DENVER — Snowstorms last month replenished snowpack in the Colorado mountains and improved drought conditions on the Front Range, as did rain that quenched the parched Eastern Plains. But smaller amounts of precipitation farther south and west have done less to dampen drought conditions.

Ultimately, researchers say that one big storm is not enough to break Colorado out of its long-term drought.

“What we’ll need are probably multiple years of above average snowfall to really get us out of this,” said Russ Schumacher, director of the Colorado Climate Center.



Snowpack, the snow that accumulates in the mountains, provides Colorado with 50% to 80% of its usable water. As temperatures rise in April and through the spring, melting snow renews the rivers and fills reservoirs throughout the state. Last month’s snowstorm was a boon.

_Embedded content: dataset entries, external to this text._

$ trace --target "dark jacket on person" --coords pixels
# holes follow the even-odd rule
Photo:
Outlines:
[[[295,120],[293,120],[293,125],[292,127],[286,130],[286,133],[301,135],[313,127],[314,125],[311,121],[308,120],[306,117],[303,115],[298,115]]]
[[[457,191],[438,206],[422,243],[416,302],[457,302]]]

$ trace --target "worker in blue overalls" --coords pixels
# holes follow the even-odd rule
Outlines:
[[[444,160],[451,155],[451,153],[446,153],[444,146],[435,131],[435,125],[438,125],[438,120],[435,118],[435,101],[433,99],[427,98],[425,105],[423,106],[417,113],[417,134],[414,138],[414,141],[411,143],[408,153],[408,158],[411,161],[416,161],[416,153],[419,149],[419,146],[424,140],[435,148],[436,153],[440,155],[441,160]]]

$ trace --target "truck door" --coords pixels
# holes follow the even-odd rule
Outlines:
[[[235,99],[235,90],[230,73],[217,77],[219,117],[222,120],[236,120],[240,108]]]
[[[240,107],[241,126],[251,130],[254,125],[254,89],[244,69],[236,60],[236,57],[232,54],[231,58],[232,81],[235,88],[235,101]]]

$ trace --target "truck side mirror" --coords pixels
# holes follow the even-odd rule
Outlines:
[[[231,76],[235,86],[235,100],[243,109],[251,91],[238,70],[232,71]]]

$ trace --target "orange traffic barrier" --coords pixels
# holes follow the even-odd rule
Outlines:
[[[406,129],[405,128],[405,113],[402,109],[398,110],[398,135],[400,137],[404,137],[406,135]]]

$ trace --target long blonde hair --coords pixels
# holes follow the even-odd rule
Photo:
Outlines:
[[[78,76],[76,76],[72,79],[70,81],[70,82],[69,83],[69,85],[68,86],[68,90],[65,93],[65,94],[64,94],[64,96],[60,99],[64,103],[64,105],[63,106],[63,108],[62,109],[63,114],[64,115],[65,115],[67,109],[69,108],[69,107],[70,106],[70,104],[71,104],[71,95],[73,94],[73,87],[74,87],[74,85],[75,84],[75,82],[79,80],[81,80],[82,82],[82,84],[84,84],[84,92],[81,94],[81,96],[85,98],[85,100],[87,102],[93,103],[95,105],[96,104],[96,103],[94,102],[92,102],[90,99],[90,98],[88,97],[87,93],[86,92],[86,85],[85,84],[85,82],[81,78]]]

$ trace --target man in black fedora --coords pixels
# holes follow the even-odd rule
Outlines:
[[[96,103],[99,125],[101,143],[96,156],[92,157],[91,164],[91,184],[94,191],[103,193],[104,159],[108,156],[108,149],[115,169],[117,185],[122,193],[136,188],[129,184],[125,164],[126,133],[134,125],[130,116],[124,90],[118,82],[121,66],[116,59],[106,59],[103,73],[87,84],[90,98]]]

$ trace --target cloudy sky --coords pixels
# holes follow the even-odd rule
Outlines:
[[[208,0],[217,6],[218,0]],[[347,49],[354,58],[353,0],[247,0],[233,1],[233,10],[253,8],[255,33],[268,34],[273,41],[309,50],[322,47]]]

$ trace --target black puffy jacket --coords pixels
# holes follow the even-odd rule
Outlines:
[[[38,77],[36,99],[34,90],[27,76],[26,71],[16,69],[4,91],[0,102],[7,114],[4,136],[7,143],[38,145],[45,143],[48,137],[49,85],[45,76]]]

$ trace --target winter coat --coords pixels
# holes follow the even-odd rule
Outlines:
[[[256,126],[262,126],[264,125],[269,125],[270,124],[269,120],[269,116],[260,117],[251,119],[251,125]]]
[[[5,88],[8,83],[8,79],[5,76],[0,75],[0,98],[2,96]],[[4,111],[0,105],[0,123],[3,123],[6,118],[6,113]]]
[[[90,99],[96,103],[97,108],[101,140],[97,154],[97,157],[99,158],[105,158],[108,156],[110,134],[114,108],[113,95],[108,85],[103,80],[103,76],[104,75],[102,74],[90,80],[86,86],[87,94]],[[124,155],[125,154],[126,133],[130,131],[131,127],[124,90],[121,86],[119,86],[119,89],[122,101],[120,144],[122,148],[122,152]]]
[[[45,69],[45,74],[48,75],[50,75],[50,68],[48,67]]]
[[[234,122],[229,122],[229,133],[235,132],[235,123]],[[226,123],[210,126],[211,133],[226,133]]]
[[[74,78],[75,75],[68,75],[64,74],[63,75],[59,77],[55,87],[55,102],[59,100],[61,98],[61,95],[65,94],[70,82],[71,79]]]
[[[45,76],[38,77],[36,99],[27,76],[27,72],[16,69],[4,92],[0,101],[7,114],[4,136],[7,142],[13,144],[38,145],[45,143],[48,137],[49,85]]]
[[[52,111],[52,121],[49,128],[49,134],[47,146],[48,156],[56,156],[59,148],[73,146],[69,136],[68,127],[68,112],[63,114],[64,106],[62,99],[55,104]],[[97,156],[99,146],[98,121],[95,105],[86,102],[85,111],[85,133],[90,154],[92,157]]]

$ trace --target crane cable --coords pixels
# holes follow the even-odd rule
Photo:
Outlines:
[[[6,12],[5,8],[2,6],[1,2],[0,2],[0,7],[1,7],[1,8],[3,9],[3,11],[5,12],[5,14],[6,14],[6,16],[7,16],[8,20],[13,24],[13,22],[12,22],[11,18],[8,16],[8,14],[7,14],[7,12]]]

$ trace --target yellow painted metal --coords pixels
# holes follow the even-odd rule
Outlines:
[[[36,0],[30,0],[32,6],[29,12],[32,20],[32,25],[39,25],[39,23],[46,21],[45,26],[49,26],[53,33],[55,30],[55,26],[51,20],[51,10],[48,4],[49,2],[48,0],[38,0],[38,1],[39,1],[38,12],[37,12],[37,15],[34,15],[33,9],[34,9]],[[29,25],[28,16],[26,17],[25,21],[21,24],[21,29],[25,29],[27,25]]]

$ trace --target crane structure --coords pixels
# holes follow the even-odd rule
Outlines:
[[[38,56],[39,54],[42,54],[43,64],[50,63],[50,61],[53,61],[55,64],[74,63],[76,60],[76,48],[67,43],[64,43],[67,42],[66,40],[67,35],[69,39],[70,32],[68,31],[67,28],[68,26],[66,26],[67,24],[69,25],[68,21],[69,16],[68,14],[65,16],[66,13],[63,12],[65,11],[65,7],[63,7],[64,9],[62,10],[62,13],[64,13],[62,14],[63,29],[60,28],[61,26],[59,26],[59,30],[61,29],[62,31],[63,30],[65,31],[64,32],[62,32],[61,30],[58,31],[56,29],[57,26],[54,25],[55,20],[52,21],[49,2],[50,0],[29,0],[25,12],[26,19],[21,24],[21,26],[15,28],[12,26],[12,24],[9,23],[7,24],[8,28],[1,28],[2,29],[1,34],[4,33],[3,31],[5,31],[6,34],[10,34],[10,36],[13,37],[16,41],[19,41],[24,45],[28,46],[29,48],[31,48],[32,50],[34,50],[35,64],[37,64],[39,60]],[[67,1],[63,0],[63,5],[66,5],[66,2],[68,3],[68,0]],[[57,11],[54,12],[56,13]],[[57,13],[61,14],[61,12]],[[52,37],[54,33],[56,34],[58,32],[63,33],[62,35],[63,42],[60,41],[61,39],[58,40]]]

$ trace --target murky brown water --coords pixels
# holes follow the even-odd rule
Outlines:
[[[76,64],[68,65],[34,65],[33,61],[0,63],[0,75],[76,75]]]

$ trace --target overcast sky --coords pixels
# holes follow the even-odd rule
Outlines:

Data from the Natural Resources Conservation Service of Colorado shows some promising snowpack conditions. The snow-water-equivalent — the amount of liquid water held in snow — is at or above 90% of normal in the Yampa, White, Laramie and North Platte and South Platte river basins. In the Arkansas and Upper Rio Grande basins, it is 110% of normal. Conditions are not as good in the Upper Colorado, Gunnison and San Miguel, Dolores, Animas and San Juan basins, all under 90% of normal.